In various embodiments, the external tissue of the patient's skull consists of pre-determined application locations such as the head, the temporal region.
In various embodiments, the method (1600) further comprises one or more next steps. In step (1606), the cryostimulation module, the vibration, via the data logging module operatively connected to one or more of the cryostimulation module, the vibration stimulation module, the pressurized stimulation module, or the ultrasound stimulation module. Data relating to at least one of the stimulation module, the pressurized stimulation module, or the ultrasonic stimulation module is logged. In step (1608), the logged data is sent via the data logging module to a wireless communication module operatively connected to the data logging module. In step (1610), the logged data is sent to at least one predetermined destination via a wireless communication module operatively connected to the data logging module. In step (1612), data sent from an external source is received via the wireless communication module.

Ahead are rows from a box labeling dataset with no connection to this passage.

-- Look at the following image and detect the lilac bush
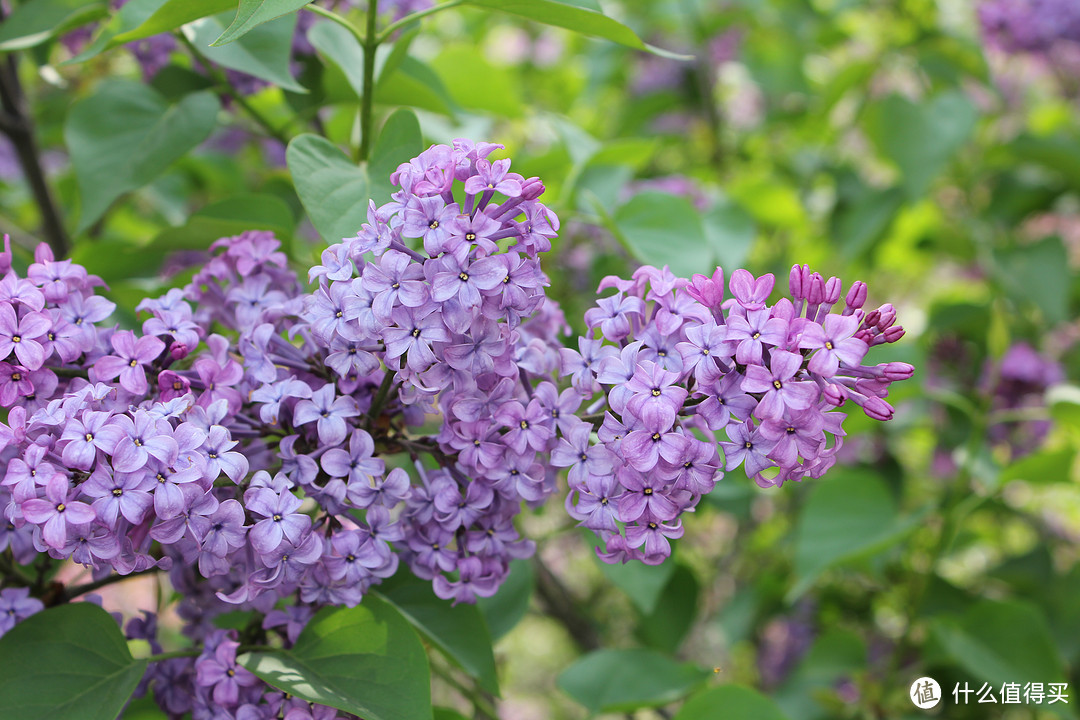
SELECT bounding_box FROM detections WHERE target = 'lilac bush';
[0,140,912,719]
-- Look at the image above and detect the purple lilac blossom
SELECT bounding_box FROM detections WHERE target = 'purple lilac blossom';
[552,266,914,565]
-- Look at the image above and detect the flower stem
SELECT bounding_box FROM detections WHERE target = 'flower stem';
[356,0,380,162]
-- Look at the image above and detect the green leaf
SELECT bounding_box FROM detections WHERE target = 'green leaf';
[64,0,168,65]
[64,80,219,232]
[556,650,711,712]
[0,0,108,53]
[995,237,1070,324]
[308,18,364,98]
[999,448,1077,485]
[615,192,716,277]
[675,685,787,720]
[0,602,147,720]
[106,0,237,47]
[588,533,675,615]
[1047,385,1080,430]
[931,600,1065,687]
[833,188,904,258]
[476,560,536,640]
[184,14,308,94]
[213,0,311,46]
[467,0,693,60]
[865,91,978,200]
[243,595,432,720]
[694,200,757,275]
[375,57,458,117]
[378,572,499,695]
[367,108,423,205]
[788,468,915,600]
[637,565,701,653]
[285,134,370,243]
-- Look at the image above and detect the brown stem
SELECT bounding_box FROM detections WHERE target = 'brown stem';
[0,21,71,258]
[532,554,600,652]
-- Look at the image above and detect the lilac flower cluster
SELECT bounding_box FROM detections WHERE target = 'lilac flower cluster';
[0,140,565,719]
[980,342,1065,458]
[978,0,1080,54]
[552,266,914,563]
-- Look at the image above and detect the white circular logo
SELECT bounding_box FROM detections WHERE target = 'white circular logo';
[910,678,942,710]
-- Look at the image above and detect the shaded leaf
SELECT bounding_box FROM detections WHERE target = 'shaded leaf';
[106,0,237,47]
[367,108,423,205]
[378,572,499,695]
[613,192,715,277]
[64,80,219,232]
[0,0,108,52]
[476,560,536,640]
[865,91,978,200]
[467,0,693,59]
[240,595,432,720]
[788,468,917,599]
[995,237,1069,324]
[0,602,147,720]
[557,650,712,712]
[184,14,308,94]
[285,134,370,243]
[213,0,311,46]
[675,685,787,720]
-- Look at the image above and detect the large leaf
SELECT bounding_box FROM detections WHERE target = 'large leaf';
[476,560,536,640]
[931,600,1065,699]
[378,572,499,694]
[995,237,1070,324]
[308,18,364,98]
[789,470,915,599]
[0,0,108,52]
[184,13,308,93]
[107,0,237,47]
[636,565,701,652]
[243,595,432,720]
[64,80,219,232]
[557,650,711,712]
[214,0,311,45]
[467,0,691,59]
[0,602,147,720]
[675,685,787,720]
[866,92,978,200]
[615,192,716,277]
[65,0,168,65]
[285,135,370,243]
[697,200,757,275]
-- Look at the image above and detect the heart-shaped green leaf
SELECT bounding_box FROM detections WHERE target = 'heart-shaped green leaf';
[285,134,370,243]
[64,80,219,232]
[213,0,311,46]
[0,602,147,720]
[238,595,432,720]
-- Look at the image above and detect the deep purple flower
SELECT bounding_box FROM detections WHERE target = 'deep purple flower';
[94,330,165,395]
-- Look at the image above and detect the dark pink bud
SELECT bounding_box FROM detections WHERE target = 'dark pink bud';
[867,302,896,330]
[863,397,893,420]
[821,382,848,407]
[825,277,843,305]
[843,280,866,315]
[787,264,810,300]
[881,325,904,342]
[878,363,915,382]
[518,177,544,200]
[807,272,825,305]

  FIG. 17 shows a flowchart of a method (1700) for treating headaches. In this method, at least one of the procedure (1702) of applying the contact tip of the device to the external tissue of the patient's skull, cryogenic stimulation, vibration stimulation, pressure stimulation, and ultrasonic stimulation is applied to the external tissue of the patient. Through a data logging module operatively connected to one or more of a time giving procedure (1704), a cold stimulation module, a vibration stimulation module, a pressurized stimulation module, or an ultrasonic stimulation module; Procedure for logging data on at least one of a vibration stimulation module, a pressure stimulation module, or an ultrasonic stimulation module (1706), via the data logging module, act on the logged data to the data logging module Procedure (1708) to send to a wireless communication module that can be connected Consists of a procedure (1710) to send logged data to at least one predetermined destination via a wireless communication module that is operatively connected to the tallogging module so that the device is ready for the case Consists of at least one of a connected contact tip, a cryogenic stimulation module, and a vibration stimulation module, a pressurized stimulation module, or an ultrasonic stimulation module, the contact tip being adapted to contact the patient's external tissue The contact tip site is operatively connected to the cryostimulation module such that the contact tip site provides the cold stimulus, and the contact tip site is also connected to the vibration stimulus module, the pressure stimulus module, or the ultrasound stimulus module. Operatively connected, vibration stimulus, pressurized stimulus, or ultrasonic stimulus, respectively The device comprises at least one of a contact tip portion operatively connected to the case, a cryogenic stimulus module, and a vibration stimulus module, a pressurized stimulus module, or an ultrasonic stimulus module, wherein the contact tip portion is an external tissue of the patient. The contact tip site is operatively connected to the cryostimulus module such that the contact tip site provides a cold stimulus, and the contact tip site is a vibration stimulus module, a pressurized stimulus module, or It is operatively connected to the ultrasonic stimulation module, and the contact tip portion provides vibration stimulation, pressure stimulation, or ultrasonic stimulation, respectively.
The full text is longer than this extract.